That currency reflects the mood of a nation – and the agenda of a Government - is never more evident than with the Square Penny and Halfpenny series and its mooted introduction in 1919.
The proposed change was pure politics. With some saying it was the rumblings of a republican movement way ahead of its time, the Labor Government wanting to break away from the traditional British designs of Australia’s then copper penny and halfpenny.
A wave of nationalism was sweeping the country post World War I and the Government saw advantage in tapping into the mood of the nation and introducing a uniquely Australian style into our currency by depicting a laughing kookaburra on our coinage.
Tests commenced at the Melbourne Mint in 1919 and continued until 1921 with the test pieces ultimately passed to dignitaries and Government officials to assess their reaction.
The extreme scarcity of choice quality Square Pennies is connected to the fact that the coins were test pieces and were not struck to the exacting standards of proof coining.
Given to dignitaries to assess their reaction, there was no packaging and we know that not every dignitary was a collector and would have handled them with care. Some of the coins must have been tucked into a fob pocket for they have circulated. Others could have rattled around a top desk drawer.
Or passed around to colleagues … introducing multi possibilities of mishandling.
Public reaction to the introduction of the square coinage was poor. There was widespread public resistance to change, while the elderly rejected the small size of the coins. However, the final decision not to proceed seems to have been based mainly on another consideration – the large number of vending machines then in operation requiring a circular coin.
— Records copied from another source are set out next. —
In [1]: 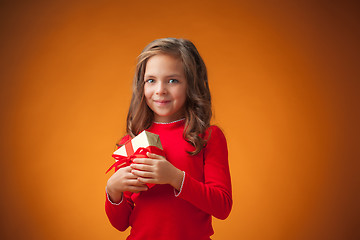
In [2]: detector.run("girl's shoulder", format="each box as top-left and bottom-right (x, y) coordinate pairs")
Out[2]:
(205, 125), (227, 143)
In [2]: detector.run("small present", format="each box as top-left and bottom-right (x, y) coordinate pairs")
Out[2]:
(106, 131), (165, 188)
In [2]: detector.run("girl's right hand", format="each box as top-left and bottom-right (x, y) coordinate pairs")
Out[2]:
(106, 166), (148, 203)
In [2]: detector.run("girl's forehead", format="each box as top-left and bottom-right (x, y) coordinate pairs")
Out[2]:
(148, 52), (181, 62)
(145, 54), (185, 75)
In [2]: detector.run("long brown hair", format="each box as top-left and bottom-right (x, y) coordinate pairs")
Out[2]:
(126, 38), (212, 155)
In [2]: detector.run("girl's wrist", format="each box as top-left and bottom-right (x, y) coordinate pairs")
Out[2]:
(171, 168), (184, 191)
(106, 186), (123, 204)
(106, 179), (124, 202)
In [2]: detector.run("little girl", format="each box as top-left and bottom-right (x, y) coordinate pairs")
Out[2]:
(105, 38), (232, 240)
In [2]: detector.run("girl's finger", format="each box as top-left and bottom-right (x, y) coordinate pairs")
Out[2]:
(126, 179), (147, 186)
(127, 185), (148, 192)
(130, 163), (153, 171)
(137, 177), (156, 184)
(125, 172), (141, 179)
(131, 169), (154, 178)
(147, 152), (165, 160)
(132, 158), (153, 164)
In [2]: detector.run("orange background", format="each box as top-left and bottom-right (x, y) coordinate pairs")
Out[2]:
(0, 1), (359, 239)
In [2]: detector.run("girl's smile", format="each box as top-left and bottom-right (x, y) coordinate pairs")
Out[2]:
(154, 99), (171, 105)
(144, 54), (187, 123)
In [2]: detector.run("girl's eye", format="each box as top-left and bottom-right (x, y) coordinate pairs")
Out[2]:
(146, 79), (155, 83)
(169, 79), (179, 83)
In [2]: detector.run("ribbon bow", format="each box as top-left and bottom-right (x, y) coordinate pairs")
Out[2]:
(106, 144), (165, 174)
(105, 147), (149, 173)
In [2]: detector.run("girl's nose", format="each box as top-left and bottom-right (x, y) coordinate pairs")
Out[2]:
(155, 81), (167, 95)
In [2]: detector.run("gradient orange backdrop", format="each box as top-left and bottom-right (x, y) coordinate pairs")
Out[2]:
(0, 1), (359, 239)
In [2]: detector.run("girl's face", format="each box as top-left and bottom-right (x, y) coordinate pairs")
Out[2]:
(144, 54), (187, 123)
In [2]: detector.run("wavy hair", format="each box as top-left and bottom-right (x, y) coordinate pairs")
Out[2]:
(126, 38), (212, 155)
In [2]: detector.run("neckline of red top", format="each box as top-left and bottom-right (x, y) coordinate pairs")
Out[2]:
(151, 118), (185, 128)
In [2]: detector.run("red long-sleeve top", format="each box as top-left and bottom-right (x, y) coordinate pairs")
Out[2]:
(105, 119), (232, 240)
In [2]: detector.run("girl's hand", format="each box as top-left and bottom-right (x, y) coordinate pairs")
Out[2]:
(130, 152), (184, 191)
(106, 166), (148, 203)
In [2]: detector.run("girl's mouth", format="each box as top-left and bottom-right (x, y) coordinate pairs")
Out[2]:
(154, 100), (171, 105)
(154, 100), (170, 103)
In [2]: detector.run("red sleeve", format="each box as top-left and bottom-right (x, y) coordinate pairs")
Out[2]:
(105, 134), (134, 231)
(176, 126), (232, 220)
(105, 191), (134, 231)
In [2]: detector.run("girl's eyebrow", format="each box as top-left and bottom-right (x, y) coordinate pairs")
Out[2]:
(167, 74), (182, 78)
(144, 74), (156, 79)
(144, 74), (182, 78)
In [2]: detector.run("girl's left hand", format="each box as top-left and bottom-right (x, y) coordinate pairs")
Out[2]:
(130, 152), (183, 191)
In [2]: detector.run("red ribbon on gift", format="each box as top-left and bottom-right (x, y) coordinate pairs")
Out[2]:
(105, 141), (165, 174)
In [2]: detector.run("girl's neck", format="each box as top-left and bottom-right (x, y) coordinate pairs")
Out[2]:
(153, 109), (186, 124)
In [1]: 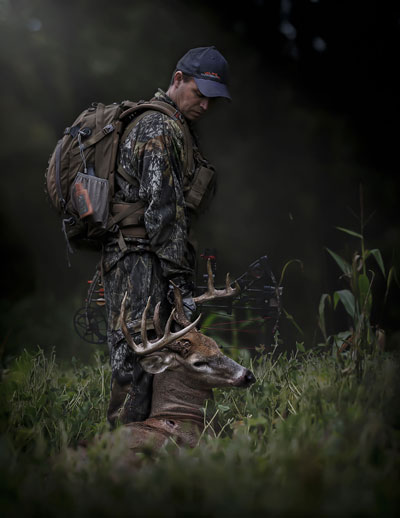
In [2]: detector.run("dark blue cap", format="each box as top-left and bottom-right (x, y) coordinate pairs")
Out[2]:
(176, 46), (231, 100)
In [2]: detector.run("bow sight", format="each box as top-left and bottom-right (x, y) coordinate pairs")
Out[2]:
(196, 252), (282, 332)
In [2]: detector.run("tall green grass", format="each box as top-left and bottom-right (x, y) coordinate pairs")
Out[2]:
(1, 344), (399, 517)
(0, 349), (110, 455)
(1, 203), (399, 517)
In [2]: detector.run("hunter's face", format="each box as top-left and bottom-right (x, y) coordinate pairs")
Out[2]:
(171, 74), (214, 121)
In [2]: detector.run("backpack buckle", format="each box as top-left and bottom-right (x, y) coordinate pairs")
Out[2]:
(173, 110), (185, 125)
(79, 127), (92, 137)
(103, 124), (115, 135)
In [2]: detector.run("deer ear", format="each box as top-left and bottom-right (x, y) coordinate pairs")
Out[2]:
(140, 352), (177, 374)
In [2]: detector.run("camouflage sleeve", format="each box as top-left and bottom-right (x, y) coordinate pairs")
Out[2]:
(119, 111), (194, 281)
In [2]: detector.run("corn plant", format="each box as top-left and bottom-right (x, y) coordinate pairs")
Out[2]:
(318, 189), (397, 374)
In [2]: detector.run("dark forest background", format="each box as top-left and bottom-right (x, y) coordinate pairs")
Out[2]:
(1, 0), (399, 360)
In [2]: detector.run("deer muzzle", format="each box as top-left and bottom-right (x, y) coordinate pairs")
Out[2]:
(234, 368), (256, 388)
(211, 355), (256, 388)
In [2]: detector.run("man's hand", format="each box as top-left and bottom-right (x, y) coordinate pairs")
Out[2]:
(181, 295), (196, 321)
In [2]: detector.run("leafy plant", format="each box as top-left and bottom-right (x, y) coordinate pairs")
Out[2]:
(318, 189), (397, 374)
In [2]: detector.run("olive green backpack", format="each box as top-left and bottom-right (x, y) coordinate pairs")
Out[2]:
(45, 99), (194, 259)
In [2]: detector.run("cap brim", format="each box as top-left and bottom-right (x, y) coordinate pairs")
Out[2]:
(194, 77), (231, 100)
Perhaps the most contentious issue of the proposed currency change was the depiction of the monarch minus his crown: the Royalists demanding that George V should always be depicted on the currency of the realm wearing his crown.
The impetus for change was further eroded when William Watt, the most influential advocate of the nickel kookaburras, suddenly resigned his position as Treasurer before the necessary regulations were in place.
The kookaburra coins never went into production and Australia lost a great opportunity to go its own way. But with only the 200 prototypes to show as evidence of the Government’s grand scheme, Australian coinage gained another wonderful coin rarity.